Al igual que Rinaldo, también Ariodante se ha ofrecido en Madrid en versión de concierto, lo que facilita mucho las cosas a los programadores y, por supuesto, abarata inmensamente los costes, al tiempo que atrae a mucho menos público y, este suele ser el caso en el Teatro Real, a un público también algo diferente del habitual, a su vez muy dispar del que suele acudir al Auditorio Nacional a convocatorias similares. El mayor señuelo era, por supuesto, la presencia de William Christie, un veterano de las corrientes interpretativas historicistas, un nombre consagrado y un visitante habitual de nuestro país desde hace al menos tres décadas, Sin embargo, es imposible ocultar una marcada sensación de desilusión, en línea con la impresión que ya nos dejó en sus dos últimas visitas a Madrid: con su Monsieur de Pourceaugnac de Lully en los Teatros del Canal en enero de 2016 y con un flojísimo Mesías de Handel en diciembre de ese mismo año. Nada que ver con aquel Christie maravillosamente afrancesado que nos deslumbró en 1992 en el Teatro de la Zarzuela con una inolvidable Atys, también de Lully.
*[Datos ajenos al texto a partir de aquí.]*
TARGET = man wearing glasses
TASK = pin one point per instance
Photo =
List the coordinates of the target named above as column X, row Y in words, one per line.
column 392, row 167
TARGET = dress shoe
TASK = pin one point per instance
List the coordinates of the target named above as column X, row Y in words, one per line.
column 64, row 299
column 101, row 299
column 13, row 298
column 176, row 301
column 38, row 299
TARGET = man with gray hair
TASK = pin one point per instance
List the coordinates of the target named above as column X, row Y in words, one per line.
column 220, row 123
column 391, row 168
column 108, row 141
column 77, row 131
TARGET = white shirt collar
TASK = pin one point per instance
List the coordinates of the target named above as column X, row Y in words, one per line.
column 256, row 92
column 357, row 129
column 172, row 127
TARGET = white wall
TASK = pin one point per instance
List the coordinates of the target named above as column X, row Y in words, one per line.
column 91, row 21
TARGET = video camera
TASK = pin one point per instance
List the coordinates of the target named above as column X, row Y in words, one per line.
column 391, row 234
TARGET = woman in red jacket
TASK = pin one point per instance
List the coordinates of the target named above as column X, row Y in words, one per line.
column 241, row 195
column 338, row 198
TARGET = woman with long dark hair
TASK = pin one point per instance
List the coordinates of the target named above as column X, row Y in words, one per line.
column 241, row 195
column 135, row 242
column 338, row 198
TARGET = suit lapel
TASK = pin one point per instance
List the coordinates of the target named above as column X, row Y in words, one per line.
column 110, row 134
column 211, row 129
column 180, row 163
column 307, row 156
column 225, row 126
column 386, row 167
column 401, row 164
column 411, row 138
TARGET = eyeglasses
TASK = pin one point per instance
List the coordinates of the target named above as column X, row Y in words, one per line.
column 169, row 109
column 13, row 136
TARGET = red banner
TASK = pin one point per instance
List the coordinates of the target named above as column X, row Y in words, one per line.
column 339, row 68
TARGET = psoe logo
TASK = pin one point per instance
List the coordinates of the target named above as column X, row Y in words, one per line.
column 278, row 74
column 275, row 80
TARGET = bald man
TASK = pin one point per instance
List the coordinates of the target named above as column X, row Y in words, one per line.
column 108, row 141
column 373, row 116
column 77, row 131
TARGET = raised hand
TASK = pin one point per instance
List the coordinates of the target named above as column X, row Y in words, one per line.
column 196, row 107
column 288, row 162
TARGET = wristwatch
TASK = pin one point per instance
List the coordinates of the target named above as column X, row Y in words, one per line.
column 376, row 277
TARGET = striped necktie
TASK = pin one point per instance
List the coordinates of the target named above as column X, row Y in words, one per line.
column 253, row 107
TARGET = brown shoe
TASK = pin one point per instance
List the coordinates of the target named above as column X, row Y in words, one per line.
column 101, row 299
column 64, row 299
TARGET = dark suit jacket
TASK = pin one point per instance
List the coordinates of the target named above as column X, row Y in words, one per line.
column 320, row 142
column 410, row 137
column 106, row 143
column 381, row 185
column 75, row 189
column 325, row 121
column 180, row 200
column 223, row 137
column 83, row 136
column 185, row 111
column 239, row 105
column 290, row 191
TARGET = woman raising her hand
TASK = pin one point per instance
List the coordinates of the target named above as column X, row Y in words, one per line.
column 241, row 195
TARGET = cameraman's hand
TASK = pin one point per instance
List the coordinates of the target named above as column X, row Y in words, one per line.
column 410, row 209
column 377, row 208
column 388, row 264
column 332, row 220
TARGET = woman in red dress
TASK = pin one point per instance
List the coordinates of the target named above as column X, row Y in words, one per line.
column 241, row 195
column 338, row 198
Handel no ha sido nunca el compositor más afín al director estadounidense, pero lo que resulta difícilmente justificable fueron los numerosos cortes -guadaña, más que tijeras, en mano- que infligió a la partitura. Y llovía sobre mojado, porque algo parecido hizo en aquel Mesías en las postrimerías de 2016: por eso el título de esta crónica enlaza tristemente con el de aquella. Hubo desapariciones de todos los gustos y colores: desde supresiones de arias o recitativos en su totalidad (Apri le luci, en el primer acto, o Se tanto piace al cor, en el segundo) hasta cortes del da capo característico de las arias (incontables ejemplos, incluido el dúo final del tercer acto) o, lo que es casi peor, la desaparición de la prescrita repetición de la primera parte del aria tras la sección contrastante del da capo (como sucedió, entre muchas otras, en Voli colla sua tromba o Il mio crudel martoro): algo así como tocar un minueto y trío sin la repetición del minueto. También pasaron a mejor vida las diversas danzas al final de los tres actos, e incluso el coro final (Sa trionfar ognor virtute). No hace falta decir que, con semejante carnicería, todo el equilibrio musical de la obra se viene abajo irremediablemente.
Ariodante
Música de George Frideric Handel. Kate Lindsey, Chen Reiss, Hila Fahima y Christophe Dumaux, entre otros. Les Arts Florissants. Director: William Christie. Teatro Real, 18 de marzo.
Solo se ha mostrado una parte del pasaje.